L’uomo, le sbarre: sorprendente positività

“Mammagialla” carcere di Viterbo, un enorme scatolone grigio, austero, seduto in una spianata, fuori dalle mura dalla città, lontano dalla vita normale, spesso teatro di litigi, purtroppo anche di uccisioni. E’ il secondo carcere per ampiezza del Lazio dopo quello più conosciuto di Rebibbia.

Là dentro vivono 700 detenuti anche quelli del 41 bis di massima sicurezza. A reggerlo come Direttrice c’è una giovane donna: il suo volto porta i segni della fatica, del dolore, di una immensa pena per i suoi ‘ospiti’. Pure lei, in un certo senso, è ‘detenuta’, non tanto per il suo ruolo, ma per la normalità di impegni, profonde preoccupazioni e condivisioni che tessono le sue giornate.

E’ sabato, 7 Dicembre. Sorella Rita mi invita ad accompagnarla, perché là, insieme al gruppo dei giovani del Centro Internazionale di S. Lorenzo in Roma verrà portata la Croce delle Giornate Mondiale della Gioventù, benedetta e consegnata dal Beato Giovanni Paolo II ai ragazzi di tutto il mondo. Un evento straordinario preparato con cura come il rito religioso che è stato loro proposto.

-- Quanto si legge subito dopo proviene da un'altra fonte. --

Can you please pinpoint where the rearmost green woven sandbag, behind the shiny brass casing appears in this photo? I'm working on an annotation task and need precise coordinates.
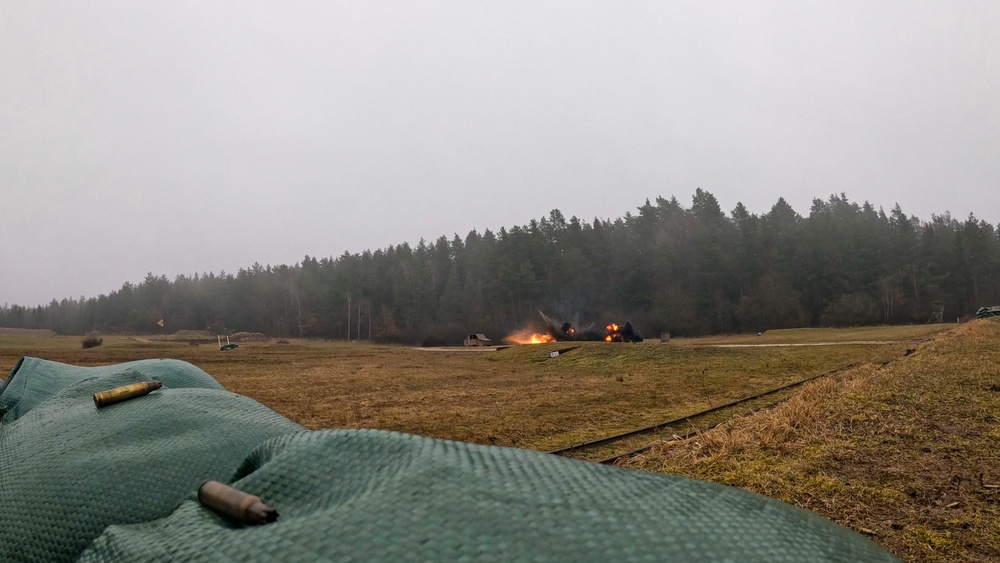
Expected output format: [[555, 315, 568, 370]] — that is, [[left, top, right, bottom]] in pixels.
[[0, 357, 224, 423]]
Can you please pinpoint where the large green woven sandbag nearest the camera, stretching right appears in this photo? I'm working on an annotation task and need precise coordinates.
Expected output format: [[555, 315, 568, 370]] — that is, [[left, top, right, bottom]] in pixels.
[[80, 430, 896, 563]]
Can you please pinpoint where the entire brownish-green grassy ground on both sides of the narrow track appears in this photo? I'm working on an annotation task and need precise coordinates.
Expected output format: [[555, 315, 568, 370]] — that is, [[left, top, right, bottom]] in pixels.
[[0, 321, 976, 561]]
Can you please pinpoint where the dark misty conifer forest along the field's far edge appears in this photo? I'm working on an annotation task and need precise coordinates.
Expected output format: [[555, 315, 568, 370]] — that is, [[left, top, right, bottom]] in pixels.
[[0, 189, 1000, 342]]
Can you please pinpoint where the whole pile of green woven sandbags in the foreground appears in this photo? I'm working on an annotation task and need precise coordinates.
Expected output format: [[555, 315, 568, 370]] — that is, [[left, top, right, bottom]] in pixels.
[[0, 358, 896, 562]]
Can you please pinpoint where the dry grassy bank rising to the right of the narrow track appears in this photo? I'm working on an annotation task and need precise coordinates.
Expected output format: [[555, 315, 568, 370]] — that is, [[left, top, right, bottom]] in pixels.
[[623, 321, 1000, 561]]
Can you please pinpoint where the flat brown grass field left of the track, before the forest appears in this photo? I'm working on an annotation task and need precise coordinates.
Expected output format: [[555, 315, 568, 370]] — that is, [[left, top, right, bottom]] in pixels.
[[0, 330, 905, 450]]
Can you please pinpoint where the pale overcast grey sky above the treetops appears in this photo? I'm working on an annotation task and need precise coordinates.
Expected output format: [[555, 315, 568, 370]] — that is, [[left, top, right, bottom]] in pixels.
[[0, 0, 1000, 305]]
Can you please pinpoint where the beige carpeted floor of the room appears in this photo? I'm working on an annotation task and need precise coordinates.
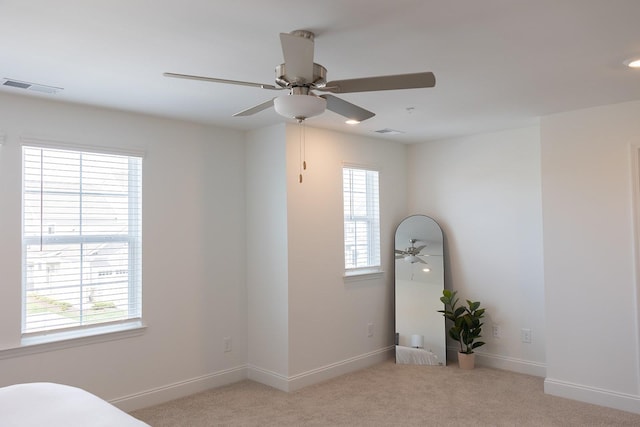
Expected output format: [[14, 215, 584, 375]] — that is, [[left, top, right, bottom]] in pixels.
[[132, 361, 640, 427]]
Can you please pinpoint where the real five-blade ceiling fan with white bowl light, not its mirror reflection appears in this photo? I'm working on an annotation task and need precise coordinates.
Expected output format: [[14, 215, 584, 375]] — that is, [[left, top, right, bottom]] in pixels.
[[164, 30, 436, 122]]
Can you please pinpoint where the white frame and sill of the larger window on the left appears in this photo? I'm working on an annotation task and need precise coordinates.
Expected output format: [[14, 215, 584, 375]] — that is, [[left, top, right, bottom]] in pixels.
[[18, 138, 145, 348]]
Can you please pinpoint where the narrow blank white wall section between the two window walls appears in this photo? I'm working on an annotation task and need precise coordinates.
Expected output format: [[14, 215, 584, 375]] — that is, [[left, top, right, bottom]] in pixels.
[[245, 124, 289, 387]]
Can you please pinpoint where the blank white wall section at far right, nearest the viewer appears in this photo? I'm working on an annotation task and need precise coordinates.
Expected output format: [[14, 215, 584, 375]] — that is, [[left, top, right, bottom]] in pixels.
[[541, 102, 640, 413]]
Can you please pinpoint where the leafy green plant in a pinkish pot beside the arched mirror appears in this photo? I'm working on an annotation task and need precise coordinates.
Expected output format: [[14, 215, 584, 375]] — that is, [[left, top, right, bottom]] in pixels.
[[438, 289, 485, 369]]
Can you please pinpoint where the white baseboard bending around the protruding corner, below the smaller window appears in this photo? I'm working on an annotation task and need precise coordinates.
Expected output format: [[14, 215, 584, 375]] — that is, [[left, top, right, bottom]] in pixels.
[[248, 346, 395, 392]]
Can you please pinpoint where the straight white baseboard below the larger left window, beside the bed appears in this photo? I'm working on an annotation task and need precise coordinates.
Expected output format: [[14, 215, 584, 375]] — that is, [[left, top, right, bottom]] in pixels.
[[109, 365, 247, 412]]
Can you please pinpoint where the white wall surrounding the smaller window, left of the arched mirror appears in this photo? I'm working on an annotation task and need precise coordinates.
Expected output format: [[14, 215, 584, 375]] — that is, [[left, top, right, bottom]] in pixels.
[[287, 125, 407, 384]]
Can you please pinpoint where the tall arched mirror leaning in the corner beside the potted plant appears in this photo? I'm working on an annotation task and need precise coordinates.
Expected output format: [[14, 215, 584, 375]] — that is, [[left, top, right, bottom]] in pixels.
[[395, 215, 447, 365]]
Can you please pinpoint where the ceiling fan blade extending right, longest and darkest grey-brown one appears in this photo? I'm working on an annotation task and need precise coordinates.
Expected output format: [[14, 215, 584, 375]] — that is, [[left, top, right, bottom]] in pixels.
[[318, 72, 436, 93]]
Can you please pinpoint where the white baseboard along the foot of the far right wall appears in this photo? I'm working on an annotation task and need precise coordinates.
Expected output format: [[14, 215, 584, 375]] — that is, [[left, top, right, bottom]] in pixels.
[[544, 378, 640, 414]]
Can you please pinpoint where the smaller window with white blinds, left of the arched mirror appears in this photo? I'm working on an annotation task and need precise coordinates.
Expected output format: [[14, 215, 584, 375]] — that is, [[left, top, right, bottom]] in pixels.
[[342, 167, 380, 274]]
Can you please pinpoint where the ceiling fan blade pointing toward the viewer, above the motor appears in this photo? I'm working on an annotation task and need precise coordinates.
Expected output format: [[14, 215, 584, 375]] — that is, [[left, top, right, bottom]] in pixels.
[[280, 31, 314, 83]]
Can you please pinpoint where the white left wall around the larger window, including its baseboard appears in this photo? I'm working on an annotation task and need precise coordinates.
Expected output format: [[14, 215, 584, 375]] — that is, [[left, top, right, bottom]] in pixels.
[[0, 94, 247, 409]]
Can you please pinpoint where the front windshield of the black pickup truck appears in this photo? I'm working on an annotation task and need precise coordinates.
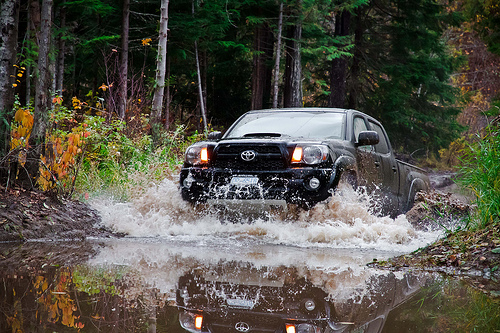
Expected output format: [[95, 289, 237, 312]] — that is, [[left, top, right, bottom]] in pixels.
[[225, 111, 345, 139]]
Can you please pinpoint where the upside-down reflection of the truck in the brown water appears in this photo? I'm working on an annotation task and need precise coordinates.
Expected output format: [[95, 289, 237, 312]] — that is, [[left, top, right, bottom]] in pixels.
[[176, 267, 422, 333]]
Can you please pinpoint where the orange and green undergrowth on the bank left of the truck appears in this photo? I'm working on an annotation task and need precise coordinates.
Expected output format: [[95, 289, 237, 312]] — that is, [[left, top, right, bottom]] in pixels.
[[7, 97, 203, 200]]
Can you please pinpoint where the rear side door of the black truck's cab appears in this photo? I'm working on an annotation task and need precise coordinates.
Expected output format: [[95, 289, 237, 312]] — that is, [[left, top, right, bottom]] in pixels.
[[368, 119, 399, 207]]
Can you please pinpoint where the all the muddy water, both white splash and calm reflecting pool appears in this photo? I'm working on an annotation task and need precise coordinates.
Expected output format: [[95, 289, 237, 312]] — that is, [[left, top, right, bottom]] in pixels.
[[0, 181, 498, 333]]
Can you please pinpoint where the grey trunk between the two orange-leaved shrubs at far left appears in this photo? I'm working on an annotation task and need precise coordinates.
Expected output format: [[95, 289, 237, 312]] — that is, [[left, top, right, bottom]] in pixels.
[[26, 0, 52, 185]]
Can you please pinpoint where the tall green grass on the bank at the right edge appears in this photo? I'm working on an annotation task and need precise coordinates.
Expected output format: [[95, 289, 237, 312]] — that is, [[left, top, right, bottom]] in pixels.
[[459, 118, 500, 228]]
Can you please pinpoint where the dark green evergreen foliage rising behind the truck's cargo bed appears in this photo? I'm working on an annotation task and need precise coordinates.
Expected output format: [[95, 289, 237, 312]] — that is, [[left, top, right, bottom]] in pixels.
[[351, 0, 463, 153]]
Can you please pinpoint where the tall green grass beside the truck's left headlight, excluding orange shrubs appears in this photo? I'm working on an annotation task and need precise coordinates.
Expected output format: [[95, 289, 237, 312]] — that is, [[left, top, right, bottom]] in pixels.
[[76, 122, 201, 201]]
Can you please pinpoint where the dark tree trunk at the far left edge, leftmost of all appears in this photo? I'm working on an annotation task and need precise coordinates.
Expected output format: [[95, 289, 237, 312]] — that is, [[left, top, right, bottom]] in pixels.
[[0, 0, 20, 156]]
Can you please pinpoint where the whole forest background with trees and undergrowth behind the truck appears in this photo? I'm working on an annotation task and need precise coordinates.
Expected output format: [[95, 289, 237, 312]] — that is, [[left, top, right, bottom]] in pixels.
[[0, 0, 500, 228]]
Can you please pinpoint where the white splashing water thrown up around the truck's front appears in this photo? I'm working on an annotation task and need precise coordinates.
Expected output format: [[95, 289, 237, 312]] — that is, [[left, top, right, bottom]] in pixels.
[[92, 179, 442, 252]]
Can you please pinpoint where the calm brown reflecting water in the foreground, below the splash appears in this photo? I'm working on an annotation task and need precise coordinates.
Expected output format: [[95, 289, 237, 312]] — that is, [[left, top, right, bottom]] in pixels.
[[0, 239, 500, 333]]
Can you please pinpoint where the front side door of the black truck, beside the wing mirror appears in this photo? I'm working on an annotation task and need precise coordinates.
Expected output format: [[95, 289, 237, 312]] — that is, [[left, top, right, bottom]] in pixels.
[[353, 116, 382, 192]]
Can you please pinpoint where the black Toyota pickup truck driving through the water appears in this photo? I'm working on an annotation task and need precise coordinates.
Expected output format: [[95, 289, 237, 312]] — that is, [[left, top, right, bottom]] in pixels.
[[180, 108, 429, 216]]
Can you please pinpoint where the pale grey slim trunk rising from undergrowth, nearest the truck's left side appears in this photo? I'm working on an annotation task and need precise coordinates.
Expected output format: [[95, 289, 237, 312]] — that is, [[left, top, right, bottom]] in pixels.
[[151, 0, 169, 144]]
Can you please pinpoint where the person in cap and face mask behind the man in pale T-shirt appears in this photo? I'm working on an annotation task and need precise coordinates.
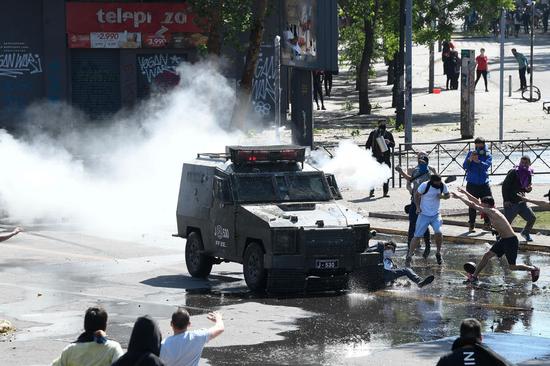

Fa un certo effetto entrare per la prima volta in un Istituto Penale. Cercavo di impostare il mio volto, preparare alcune parole, non far capire il mio imbarazzo nel guardarli negli occhi, nessun giudizio nella mia mente e nel mio cuore, solo accoglienza.

Invece, ancora una volta il “povero” mi è stato maestro. Infatti, dopo aver percorso il lungo tragitto per raggiungere il salone dove erano riuniti più di duecento uomini, all’entrare, mi si è aperta una scena evangelica: una folla contenta, curiosa, accogliente, ben disposta. Che meraviglia! Tutti cercavano di catturare uno sguardo, un sorriso, una parola. Il mio imbarazzo dell’attesa di incontrarli rimase, ma al contrario. I detenuti mi hanno ‘aiutato’ e facilitato l’incontro con loro.

Le sbarre, forse, non hanno ferito fino in fondo il loro cuore; dalle loro disgrazie sanno trarre la forza di vivere, di continuare a sperare nonostante l’evidenza buia del loro futuro.

Li ho guardati con dignità, con stima. Mi sono detta: “quanta furbizia corre nei nostri comportamenti per simulare, respingere o camuffare gli sbagli, le colpe, o anche, semplicemente, riconoscerli”. Invece le loro colpe sono conosciute, segnate a dito, discusse, magari rinfacciate, pagate. Quante umiliazioni… Hanno sbagliato e il mondo lo sa.

Tutti siamo ‘in’ colpa. Non passino mai dentro di noi discriminazioni, giudizi, selezioni definitive, perché anche là, nel carcere di Mammagialla di Viterbo ci sono uomini che hanno sì, sbagliato, ma sempre uomini capaci di relazioni, convivenza, voglia di futuro e di vita.

‘Ero prigioniero e MI avete ‘visitato’.